TWO members of the ‘Freshwater Five’ — all of whom maintain their innocence of a £53m cocaine smuggling plot — will have their convictions considered by the Court of Appeal next week.
Lawyers acting for Jonathan Beere and Daniel Payne will present judges with fresh expert evidence they say disproves the prosecution’s case that they conspired to use a fishing boat to collect drugs from a container ship in the English Channel and deposited them in Freshwater Bay.
The new evidence, uncovered by law charity APPEAL, is based on radar data from a law enforcement vessel which wasn't included at the trial.
The five men were sentenced to a total of 104 years’ imprisonment at Kingston Crown Court in 2011 after being convicted by an 11-1 majority jury verdict.
Scaffolding business owner Beere, fishing boat skipper Jamie Green and crew member Zoran Dresic were each handed down 24 years’ imprisonment, while fishermen Payne and Scott Birtwistle received 18 and 14 year sentences respectively.
Payne and Birtwistle have been released from prison, while the other men are still serving their sentences.
The men were convicted after a trial, which found that in the early hours of May 30, 2010, Green’s fishing boat, the Galwad-Y-Mor, manoeuvred in the wake of the MSC Oriane to collect 250kg of cocaine jettisoned from the container ship, which had travelled from Brazil.
No evidence was put forward that drugs had been present on either vessel, but holdalls of cocaine strung along a rope found floating in Freshwater Bay were recovered by Serious Organised Crime Agency (SOCA) officers the following day.
In 2018, the Crown Prosecution Service disclosed radar data from a Border Agency vessel, which had been monitoring the MSC Oriane and Galwad-Y-Mor.
The failure to analyse or disclose the data is described as a major failing by Joel Bennathan QC and Annabel Timan in court submissions made as part of the appeal application on behalf of Beere and Payne.
They say the radar data shows the Galwad-Y-Mor never got sufficiently close to the MSC Oriane to permit the transfer of drugs.

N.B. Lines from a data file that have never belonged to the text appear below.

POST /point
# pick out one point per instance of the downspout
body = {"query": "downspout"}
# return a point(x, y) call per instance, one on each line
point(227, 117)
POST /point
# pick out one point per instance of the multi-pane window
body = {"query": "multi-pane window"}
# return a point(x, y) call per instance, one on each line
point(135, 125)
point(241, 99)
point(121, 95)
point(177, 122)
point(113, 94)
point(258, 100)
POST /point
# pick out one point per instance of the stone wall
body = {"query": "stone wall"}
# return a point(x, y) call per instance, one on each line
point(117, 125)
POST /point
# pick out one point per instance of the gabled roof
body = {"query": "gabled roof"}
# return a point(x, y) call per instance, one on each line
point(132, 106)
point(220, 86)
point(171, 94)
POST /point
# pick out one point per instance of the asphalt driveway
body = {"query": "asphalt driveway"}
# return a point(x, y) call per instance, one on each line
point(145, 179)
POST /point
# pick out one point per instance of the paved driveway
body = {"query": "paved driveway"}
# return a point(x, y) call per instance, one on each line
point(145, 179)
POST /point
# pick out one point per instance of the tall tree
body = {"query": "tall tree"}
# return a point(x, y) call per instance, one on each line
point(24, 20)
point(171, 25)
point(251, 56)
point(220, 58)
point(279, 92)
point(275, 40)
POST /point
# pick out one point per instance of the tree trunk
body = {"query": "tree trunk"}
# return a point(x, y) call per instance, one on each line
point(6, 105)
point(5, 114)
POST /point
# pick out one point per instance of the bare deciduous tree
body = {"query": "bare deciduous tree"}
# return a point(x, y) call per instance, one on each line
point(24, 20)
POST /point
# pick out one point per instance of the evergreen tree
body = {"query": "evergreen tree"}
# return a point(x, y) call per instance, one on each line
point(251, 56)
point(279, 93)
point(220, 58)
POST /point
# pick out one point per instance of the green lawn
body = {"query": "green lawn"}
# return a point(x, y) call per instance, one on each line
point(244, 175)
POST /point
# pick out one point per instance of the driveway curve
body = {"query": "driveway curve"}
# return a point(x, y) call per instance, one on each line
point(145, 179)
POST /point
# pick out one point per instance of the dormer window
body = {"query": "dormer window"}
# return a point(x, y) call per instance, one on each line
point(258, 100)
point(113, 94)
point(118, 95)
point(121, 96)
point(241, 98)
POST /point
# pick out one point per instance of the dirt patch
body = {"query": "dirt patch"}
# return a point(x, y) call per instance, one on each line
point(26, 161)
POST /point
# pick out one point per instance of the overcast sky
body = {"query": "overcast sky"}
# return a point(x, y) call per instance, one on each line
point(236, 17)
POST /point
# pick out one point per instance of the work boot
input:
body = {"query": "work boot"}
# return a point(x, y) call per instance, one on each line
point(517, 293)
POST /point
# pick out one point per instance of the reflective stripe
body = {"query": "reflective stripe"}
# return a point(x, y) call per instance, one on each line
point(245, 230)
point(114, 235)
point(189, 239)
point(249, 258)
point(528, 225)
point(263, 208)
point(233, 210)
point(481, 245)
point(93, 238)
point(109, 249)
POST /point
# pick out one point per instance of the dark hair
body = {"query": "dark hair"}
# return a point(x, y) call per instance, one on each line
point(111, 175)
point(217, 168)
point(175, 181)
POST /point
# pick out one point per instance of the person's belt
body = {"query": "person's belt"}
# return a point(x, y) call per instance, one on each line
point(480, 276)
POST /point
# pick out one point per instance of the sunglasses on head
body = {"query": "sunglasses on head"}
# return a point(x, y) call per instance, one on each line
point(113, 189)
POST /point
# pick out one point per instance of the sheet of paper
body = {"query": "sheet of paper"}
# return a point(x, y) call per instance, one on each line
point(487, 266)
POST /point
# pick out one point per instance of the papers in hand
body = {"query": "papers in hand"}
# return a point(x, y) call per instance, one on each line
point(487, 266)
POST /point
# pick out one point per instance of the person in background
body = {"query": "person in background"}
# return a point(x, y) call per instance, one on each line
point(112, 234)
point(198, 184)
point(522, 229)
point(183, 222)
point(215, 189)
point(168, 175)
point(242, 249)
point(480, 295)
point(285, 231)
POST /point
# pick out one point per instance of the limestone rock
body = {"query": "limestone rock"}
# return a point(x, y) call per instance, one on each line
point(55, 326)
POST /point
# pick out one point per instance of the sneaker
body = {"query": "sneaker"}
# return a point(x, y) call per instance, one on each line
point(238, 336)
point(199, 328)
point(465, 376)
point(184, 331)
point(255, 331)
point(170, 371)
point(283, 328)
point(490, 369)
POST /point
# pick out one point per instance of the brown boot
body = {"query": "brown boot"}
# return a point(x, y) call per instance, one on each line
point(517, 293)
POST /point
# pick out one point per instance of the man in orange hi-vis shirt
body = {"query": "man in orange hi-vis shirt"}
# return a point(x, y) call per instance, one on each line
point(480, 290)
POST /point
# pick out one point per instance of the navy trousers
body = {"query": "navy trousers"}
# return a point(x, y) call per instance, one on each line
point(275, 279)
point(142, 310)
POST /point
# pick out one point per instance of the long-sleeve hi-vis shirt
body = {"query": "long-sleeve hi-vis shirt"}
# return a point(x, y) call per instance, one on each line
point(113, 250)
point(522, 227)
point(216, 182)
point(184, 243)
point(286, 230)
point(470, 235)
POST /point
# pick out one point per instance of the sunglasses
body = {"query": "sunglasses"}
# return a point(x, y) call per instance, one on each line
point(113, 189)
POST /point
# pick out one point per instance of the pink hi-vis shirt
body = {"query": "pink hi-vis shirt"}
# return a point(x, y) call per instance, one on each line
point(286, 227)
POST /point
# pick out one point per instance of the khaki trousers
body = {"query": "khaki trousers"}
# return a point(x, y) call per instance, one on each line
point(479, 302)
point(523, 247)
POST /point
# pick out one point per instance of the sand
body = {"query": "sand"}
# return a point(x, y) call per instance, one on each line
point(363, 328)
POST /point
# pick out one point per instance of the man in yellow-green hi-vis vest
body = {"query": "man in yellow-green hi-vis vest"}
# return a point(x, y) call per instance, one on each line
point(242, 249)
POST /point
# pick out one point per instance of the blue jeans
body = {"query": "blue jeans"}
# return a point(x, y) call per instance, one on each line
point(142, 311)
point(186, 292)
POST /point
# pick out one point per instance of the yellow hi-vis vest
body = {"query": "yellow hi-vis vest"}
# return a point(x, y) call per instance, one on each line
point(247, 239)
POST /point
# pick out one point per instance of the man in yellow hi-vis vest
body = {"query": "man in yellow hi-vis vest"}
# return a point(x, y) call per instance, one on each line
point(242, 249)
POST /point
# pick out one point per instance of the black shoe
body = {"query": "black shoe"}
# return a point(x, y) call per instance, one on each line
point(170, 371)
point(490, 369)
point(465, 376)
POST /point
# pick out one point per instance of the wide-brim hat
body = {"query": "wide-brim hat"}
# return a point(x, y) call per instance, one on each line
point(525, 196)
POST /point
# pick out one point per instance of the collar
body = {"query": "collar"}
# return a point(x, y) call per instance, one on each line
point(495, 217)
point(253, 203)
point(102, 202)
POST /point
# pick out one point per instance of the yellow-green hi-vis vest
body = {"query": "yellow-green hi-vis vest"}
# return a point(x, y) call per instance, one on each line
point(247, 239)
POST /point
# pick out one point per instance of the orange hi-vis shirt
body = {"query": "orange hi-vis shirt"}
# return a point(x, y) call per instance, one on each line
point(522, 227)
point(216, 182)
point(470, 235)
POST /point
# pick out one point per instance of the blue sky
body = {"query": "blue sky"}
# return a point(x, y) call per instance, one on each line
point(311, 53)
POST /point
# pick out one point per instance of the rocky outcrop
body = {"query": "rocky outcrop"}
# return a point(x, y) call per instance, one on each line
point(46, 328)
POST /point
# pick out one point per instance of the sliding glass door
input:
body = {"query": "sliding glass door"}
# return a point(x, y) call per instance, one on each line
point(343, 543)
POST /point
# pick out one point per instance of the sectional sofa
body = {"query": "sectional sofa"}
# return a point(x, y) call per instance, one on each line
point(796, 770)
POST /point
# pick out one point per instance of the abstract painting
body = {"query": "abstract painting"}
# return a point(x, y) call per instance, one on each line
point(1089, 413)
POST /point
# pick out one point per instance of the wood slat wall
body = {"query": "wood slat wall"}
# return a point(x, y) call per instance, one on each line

They also say it shows that another small vessel travelled to Freshwater Bay, where the drugs were recovered, shortly after the Galwad had sailed nearby. The alternative suspect vessel was not known about at trial.
Emily Bolton, director of APPEAL and solicitor for the Freshwater Five, said: "This will be the first time a court has had an opportunity to consider this new radar data, which undermines the prosecution case on several fronts.
“Had the jury been told about this evidence it is highly unlikely these men, who have always protested their innocence, would have been convicted.
“We are hopeful the Court of Appeal will recognise this by quashing the convictions.
“After years of wrongful imprisonment, the Freshwater Five deserve to finally be reunited with their families.”